A limit is not a flaw.

So “no increased risk of birth defects” has an honest translation: we couldn’t detect a difference against a 3% baseline with a sample this size. Reassuring, yes. Proof of safety, no. The researchers said as much. They called their estimates imprecise and called for more research. A good study is honest about what it can’t see. The distortion gets added later, by a headline that rounds “couldn’t detect harm” up to “safe.” When a study reports “no increased risk,” ask how many cases it actually had. A handful means the study couldn’t see a small risk, not that there isn’t one.

The clever fix: comparing unhealthy women to unhealthy women.

The researchers compared women who continued the drug to women who stopped — both groups living with diabetes or obesity. The lazy version of this study would compare women on a GLP-1 drug to women not on it. But those groups differ in an obvious way: one is sicker. Find worse outcomes, and you can’t tell whether the drug did it or the underlying disease did. You might be measuring the diabetes and blaming the drug. Researchers call this “confounding by indication,” and comparing continuers to stoppers mostly factors that out, because the main thing separating the two groups is whether they kept taking the medication.

Why you can’t just run a randomized, placebo-controlled clinical trial among pregnant women.

You cannot ethically assign pregnant women at random to a drug you suspect might harm a fetus, and no one wants that loophole closed. So the researchers did the next best thing: they used insurance records to rebuild what a trial would have looked like — defining the groups, the starting point, and the comparison the way a real trial would — a method called target trial emulation. It’s rigorous, but it’s still a reconstruction. Insurance records show a drug was dispensed, not that it was swallowed. Early miscarriages and some defects go uncounted.

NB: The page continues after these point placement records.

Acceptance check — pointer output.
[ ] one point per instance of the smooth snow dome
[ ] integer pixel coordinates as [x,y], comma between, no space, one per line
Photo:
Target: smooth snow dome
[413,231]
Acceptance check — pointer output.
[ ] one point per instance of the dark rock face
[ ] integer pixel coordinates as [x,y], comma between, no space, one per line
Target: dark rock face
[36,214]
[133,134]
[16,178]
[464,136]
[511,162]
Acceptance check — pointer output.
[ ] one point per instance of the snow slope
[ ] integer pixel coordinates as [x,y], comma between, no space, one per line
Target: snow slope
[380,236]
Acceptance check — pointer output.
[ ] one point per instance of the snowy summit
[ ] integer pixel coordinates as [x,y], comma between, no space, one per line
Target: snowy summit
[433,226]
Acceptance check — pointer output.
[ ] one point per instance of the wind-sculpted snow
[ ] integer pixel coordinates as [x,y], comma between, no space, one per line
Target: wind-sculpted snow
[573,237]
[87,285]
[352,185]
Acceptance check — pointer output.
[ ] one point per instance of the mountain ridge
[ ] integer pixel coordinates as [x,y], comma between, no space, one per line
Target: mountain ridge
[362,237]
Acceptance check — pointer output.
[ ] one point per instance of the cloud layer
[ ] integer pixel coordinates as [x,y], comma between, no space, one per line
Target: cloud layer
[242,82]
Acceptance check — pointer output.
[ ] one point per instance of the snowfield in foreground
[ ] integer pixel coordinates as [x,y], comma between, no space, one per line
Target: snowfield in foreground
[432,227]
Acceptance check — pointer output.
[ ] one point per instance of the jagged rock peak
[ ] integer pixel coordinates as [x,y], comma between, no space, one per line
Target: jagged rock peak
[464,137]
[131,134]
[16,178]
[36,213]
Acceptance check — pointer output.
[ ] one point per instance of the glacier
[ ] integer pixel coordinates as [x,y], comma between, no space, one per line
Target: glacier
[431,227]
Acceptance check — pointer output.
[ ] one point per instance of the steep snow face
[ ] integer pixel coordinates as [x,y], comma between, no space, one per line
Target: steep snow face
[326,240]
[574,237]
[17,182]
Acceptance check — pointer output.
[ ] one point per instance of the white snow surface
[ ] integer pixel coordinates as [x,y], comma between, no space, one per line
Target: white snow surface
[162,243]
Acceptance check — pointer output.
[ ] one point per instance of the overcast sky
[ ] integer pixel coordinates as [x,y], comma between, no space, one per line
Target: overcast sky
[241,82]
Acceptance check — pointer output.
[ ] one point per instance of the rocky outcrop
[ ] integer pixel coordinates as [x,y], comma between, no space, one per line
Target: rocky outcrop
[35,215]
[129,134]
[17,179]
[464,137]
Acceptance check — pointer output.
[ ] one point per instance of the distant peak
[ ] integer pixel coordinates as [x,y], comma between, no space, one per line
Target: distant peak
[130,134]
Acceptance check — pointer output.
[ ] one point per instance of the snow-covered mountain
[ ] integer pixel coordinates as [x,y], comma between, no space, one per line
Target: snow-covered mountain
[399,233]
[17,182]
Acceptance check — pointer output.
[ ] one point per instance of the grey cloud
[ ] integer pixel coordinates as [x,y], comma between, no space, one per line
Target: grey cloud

This is all within the context of a systemic failure. Pregnant women are routinely left out of drug trials, so when a medication becomes popular, we often have almost no pregnancy safety data for it. We end up rebuilding answers from claims data years later, one drug at a time. The thin evidence here isn’t a quirk of one analysis. It’s the predictable output of a system that treats pregnancy safety as something to reconstruct after the fact rather than study up front. The people asked to absorb that uncertainty are the patients, who get told to “ask their doctor” about safety questions that haven’t been answered.

Fans hear “safe,” skeptics hear “danger.”

People who like these drugs will read “no harm found” as “safe.” People who distrust them will resurface the old animal studies that prompted the caution in the first place and call the same data alarming. Same numbers, two wrong stories. The data are consistent with no large increase in risk, but they cannot rule out a real one. Anyone who tells you it’s settled in either direction is reading their own preference into the gaps.

Match the evidence to the question, because a study usually answers one specific question, though not necessarily the one you most want answered. This study answers, “I took a GLP-1 drug early, before I knew I was pregnant. Should I panic?” The honest answer is reassuring. This study does not answer, “Should I start, or stay on, one of these drugs while pregnant?” That answer hasn’t changed: these drugs are not recommended in pregnancy, and this study doesn’t change that.

The question it answers, and the one it doesn’t.

If you had an accidental early exposure, this is reason for calm, not alarm. If you’re planning a pregnancy or could become pregnant, the standing guidance holds. Talk with your clinician about stopping these drugs and about contraception while you’re on them.